49. ONS's examination of the potential methods
for producing volume estimates of regional growth particularly
focus on using existing ONS datasets. This is partly to determine
whether measures can be provided in the interim pending longer
term improvements to source data. It is also because some of the
policy uses for such estimates (such as trend growth rates) would
need some back-history of regional growth rates, which would have
to be based on those sources that currently exist.
50. ONS published updated regional price
indices in November 2003. The statistics were published in an
article entitled Relative Regional Consumer Price Levels in
2003. The data represent part of a longer-term project to
develop regional price data, and reflect the Chancellor of the
Exchequer's request in his 2003 Budget Statement for better regional
price data. The next stage, due to take place in spring 2004,
will involve a further survey. The results of the 2004 survey
will be published in autumn 2004.
51. Regional Gross Value Added (GVA) in
current basic prices has been used as the numerator for the experimental
productivity estimates published in 2001 mentioned above. This
estimate will continue to be produced as one of the core regional
economic estimates, and ONS has already committed additional funding
to regional accounts work in recognition of the importance of
these statistics. For 2004 and beyond ONS's aim is to improve
the quality in terms of accuracy and timeliness of the regional
economic estimates (including GVA). Sub-national GVA figures were
published in August, October and December 2003, along with detailed
revisions analysis and supporting evidence on how ONS had overcome
quality issues with the data and systems.
52. By the end of 2004, ONS plans to return
to a "normal timetable" for the release of regional
accounts. This requires the publication of Regional (NUTS1) GVA
within a year of the reference period, and sub-regional (NUTS2
and 3) GVA within two years of the reference period (and following
approximately six months after the national accounts).
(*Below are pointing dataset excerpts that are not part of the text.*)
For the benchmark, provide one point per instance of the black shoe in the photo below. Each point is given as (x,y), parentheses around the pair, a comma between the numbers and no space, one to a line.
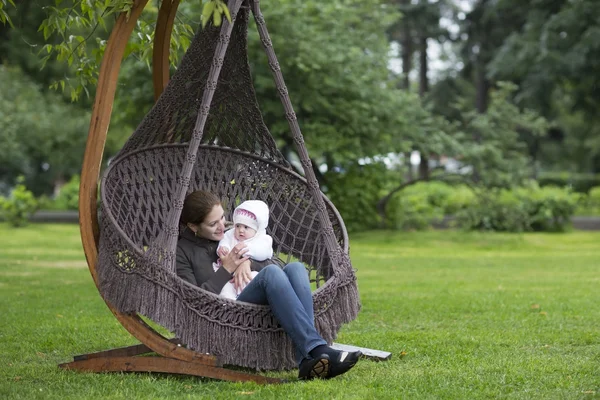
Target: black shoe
(343,363)
(311,368)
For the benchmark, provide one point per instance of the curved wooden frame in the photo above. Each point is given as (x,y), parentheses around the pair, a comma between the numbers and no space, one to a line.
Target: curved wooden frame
(177,359)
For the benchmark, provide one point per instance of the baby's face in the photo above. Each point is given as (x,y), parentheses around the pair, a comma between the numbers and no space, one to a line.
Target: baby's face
(243,232)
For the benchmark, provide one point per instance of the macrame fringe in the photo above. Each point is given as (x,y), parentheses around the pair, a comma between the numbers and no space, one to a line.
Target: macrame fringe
(252,348)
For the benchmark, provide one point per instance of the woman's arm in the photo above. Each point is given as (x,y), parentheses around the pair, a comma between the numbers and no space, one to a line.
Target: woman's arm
(194,265)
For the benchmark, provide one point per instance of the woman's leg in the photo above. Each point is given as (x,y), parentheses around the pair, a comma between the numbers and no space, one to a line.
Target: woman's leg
(273,287)
(298,277)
This is
subject to data availability and quality.
Improvements in Regional Expenditure Statistics
53. Professor McLean's research on "Identifying
the flow of domestic and European expenditure into the English
regions" was published by ODPM in September 2003. This
research report made 10 key recommendations, most of them designed
to improve the quality of the regional spending statistics that
the Treasury publishes in Public Expenditure Statistical Analyses
(PESA). These regional spending statistics are collected by the
Treasury in an annual exercise, in which departments are asked
to use statistical methods for apportioning historical outturn
spending between regions, for public spending that can be identified
as benefiting the population of individual regions.
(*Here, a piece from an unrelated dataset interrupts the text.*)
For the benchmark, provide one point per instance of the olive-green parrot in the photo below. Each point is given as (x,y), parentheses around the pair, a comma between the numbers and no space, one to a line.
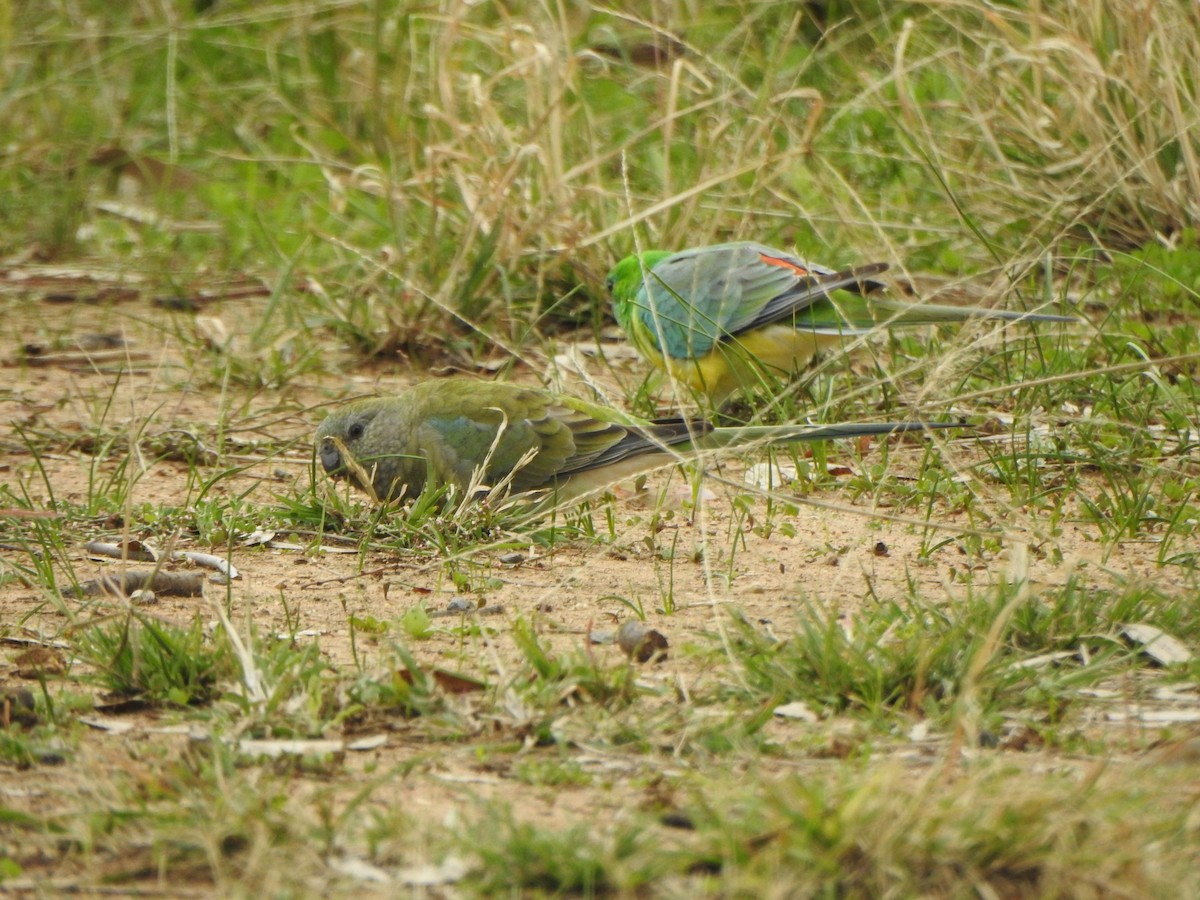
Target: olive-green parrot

54. The government commissioned Professor
McLean's research in order to improve the quality of the its regional
spending statistics, and all of the research report's findings
were welcomed for this purpose. The report also found that the
research had already had the welcome side effect of improving
departments' statistical methodology underlying figures published
in PESA 2003.
55. Following the publication of this research
report, the Treasury has implemented an action plan to improve
the quality of regional spending statistics collected from departments,
building upon the McLean research project. The results will be
reflected in the regional spending statistics that will be published
in PESA 2004. This drive to improve the quality of the PESA regional
spending statistics implements all the recommendations from the
McLean research report that were directly concerned with these
analyses.
CONCLUDING REMARKS
56. The Government already has in place
a radical programme of macro and micro-economic reform to improve
the performance of the United Kingdom's economy. It has pursued
an active regional policy since 1997 as successful solutions to
regional problems need to be rooted in the regions themselves.
The Government remains committed to ensuring that all regions
can fulfil their economic potential.